Come organizzare un viaggio studio in Australia

Viaggio studio Australia

Gli aspetti che è necessario prendere in considerazione quando si organizza un viaggio di studio o di lavoro in Australia sono molteplici. A cominciare, per esempio, dagli adempimenti burocratici, il che vuol dire che è indispensabile procurarsi un visto per entrare nel Paese: si tratta del cosiddetto Working Holiday Visa, in funzione del quale i ragazzi e le ragazze che hanno un’età compresa tra i 18 e i 30 anni hanno la possibilità di trascorrere, come turisti o mentre lavorano, un periodo di non più di due anni in Australia. I cittadini italiani possono approfittare degli accordi raggiunti tra il nostro Paese e quello dei canguri, nel senso che ottenere l’autorizzazione in questione è davvero facile, anche se c’è da tenere conto di una tassa di 420 euro da pagare.

Fino al momento in cui il visto scade, chi lo possiede ha la possibilità di entrare in Australia e di lasciarla tutte le volte che lo desidera: nel corso del soggiorno, si può decidere di intraprendere un corso di studi, mentre se si lavora non si può avere lo stesso datore di lavoro per più di sei mesi.

Sempre a proposito di lavoro, chi è in grado di assicurarsi un impiego già prima di partire può fare riferimento alla Standard Business Sponsorship, in funzione della quale il datore di lavoro stesso garantisce per il proprio dipendente. Come è facile immaginare, in questo caso il conseguimento dell’autorizzazione non è propriamente una procedura agevole, in quanto le spese amministrative devono essere pagate dal datore di lavoro, ed è difficile trovarne uno disposto a sobbarcarsi un onere del genere, per di più per uno straniero. Ad ogni modo, con la Standard Business Sponsorship si ha il diritto di restare in Australia per più tempo, fino a un massimo di quattro anni, e una volta giunti a tale traguardo si può perfino presentare una richiesta per la residenza permanente.

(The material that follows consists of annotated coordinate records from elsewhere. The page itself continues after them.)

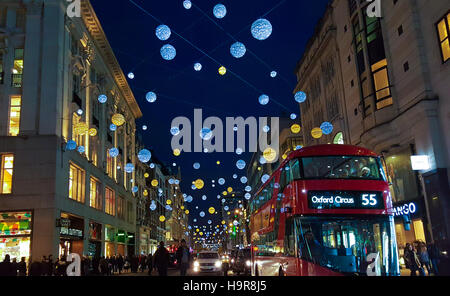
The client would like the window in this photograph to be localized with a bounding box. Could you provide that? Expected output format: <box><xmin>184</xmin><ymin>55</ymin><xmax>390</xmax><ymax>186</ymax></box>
<box><xmin>8</xmin><ymin>96</ymin><xmax>22</xmax><ymax>137</ymax></box>
<box><xmin>437</xmin><ymin>12</ymin><xmax>450</xmax><ymax>63</ymax></box>
<box><xmin>69</xmin><ymin>163</ymin><xmax>85</xmax><ymax>203</ymax></box>
<box><xmin>105</xmin><ymin>187</ymin><xmax>116</xmax><ymax>216</ymax></box>
<box><xmin>89</xmin><ymin>177</ymin><xmax>103</xmax><ymax>210</ymax></box>
<box><xmin>0</xmin><ymin>154</ymin><xmax>14</xmax><ymax>194</ymax></box>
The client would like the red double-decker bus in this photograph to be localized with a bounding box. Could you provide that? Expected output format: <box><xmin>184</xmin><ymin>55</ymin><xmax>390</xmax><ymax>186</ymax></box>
<box><xmin>249</xmin><ymin>145</ymin><xmax>400</xmax><ymax>276</ymax></box>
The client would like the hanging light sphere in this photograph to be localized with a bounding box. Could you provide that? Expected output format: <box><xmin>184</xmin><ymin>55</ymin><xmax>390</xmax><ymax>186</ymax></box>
<box><xmin>155</xmin><ymin>25</ymin><xmax>172</xmax><ymax>41</ymax></box>
<box><xmin>194</xmin><ymin>63</ymin><xmax>202</xmax><ymax>71</ymax></box>
<box><xmin>183</xmin><ymin>0</ymin><xmax>192</xmax><ymax>9</ymax></box>
<box><xmin>213</xmin><ymin>4</ymin><xmax>227</xmax><ymax>19</ymax></box>
<box><xmin>230</xmin><ymin>42</ymin><xmax>247</xmax><ymax>59</ymax></box>
<box><xmin>138</xmin><ymin>149</ymin><xmax>152</xmax><ymax>163</ymax></box>
<box><xmin>98</xmin><ymin>95</ymin><xmax>108</xmax><ymax>104</ymax></box>
<box><xmin>294</xmin><ymin>91</ymin><xmax>307</xmax><ymax>103</ymax></box>
<box><xmin>258</xmin><ymin>95</ymin><xmax>270</xmax><ymax>106</ymax></box>
<box><xmin>219</xmin><ymin>66</ymin><xmax>227</xmax><ymax>76</ymax></box>
<box><xmin>161</xmin><ymin>44</ymin><xmax>177</xmax><ymax>61</ymax></box>
<box><xmin>66</xmin><ymin>140</ymin><xmax>77</xmax><ymax>151</ymax></box>
<box><xmin>320</xmin><ymin>121</ymin><xmax>333</xmax><ymax>135</ymax></box>
<box><xmin>145</xmin><ymin>91</ymin><xmax>157</xmax><ymax>103</ymax></box>
<box><xmin>111</xmin><ymin>113</ymin><xmax>125</xmax><ymax>126</ymax></box>
<box><xmin>252</xmin><ymin>19</ymin><xmax>272</xmax><ymax>40</ymax></box>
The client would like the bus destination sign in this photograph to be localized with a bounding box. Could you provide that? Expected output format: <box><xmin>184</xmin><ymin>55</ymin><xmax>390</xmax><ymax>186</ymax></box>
<box><xmin>308</xmin><ymin>191</ymin><xmax>385</xmax><ymax>210</ymax></box>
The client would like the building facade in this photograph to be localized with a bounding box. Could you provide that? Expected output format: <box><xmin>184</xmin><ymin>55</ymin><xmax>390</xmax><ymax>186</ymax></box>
<box><xmin>294</xmin><ymin>0</ymin><xmax>450</xmax><ymax>250</ymax></box>
<box><xmin>0</xmin><ymin>0</ymin><xmax>142</xmax><ymax>261</ymax></box>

Al di là del visto, per gli altri documenti necessari per l’ingresso in Australia occorre una traduzione giurata, che è indispensabile per il casellario giudiziale e dei carichi pendenti. Questo tipo di traduzione, che a volte viene indicata anche con la definizione di “traduzione asseverata”, viene eseguita da un professionista che compie un giuramento in tribunale, in modo tale che la stessa possa avere valore legale. Occuparsi della traduzione giurata è semplice, visto che si tratta di una procedura che viene svolta e offerta da qualsiasi agenzia di traduzione.

Infine, l’ultimo ma non meno importante aspetto a cui si deve dedicare la propria attenzione è quello che chiama in causa la sottoscrizione di una copertura sanitaria. In Australia, il sistema sanitario viene gestito direttamente dall’autorità pubblica ed è gratuito per gli australiani. Non solo: il Medicare – questo è il nome del sistema – è a disposizione anche di chi possiede la Permanent Residency. Diverso è il caso di coloro che hanno il Working Holiday Visa o usufruiscono di una sponsorizzazione: a loro si consiglia, appunto, di ricorrere a una polizza assicurativa, almeno fino a quando non acquisiranno il diritto di ricevere e di usare la carta per Medicare.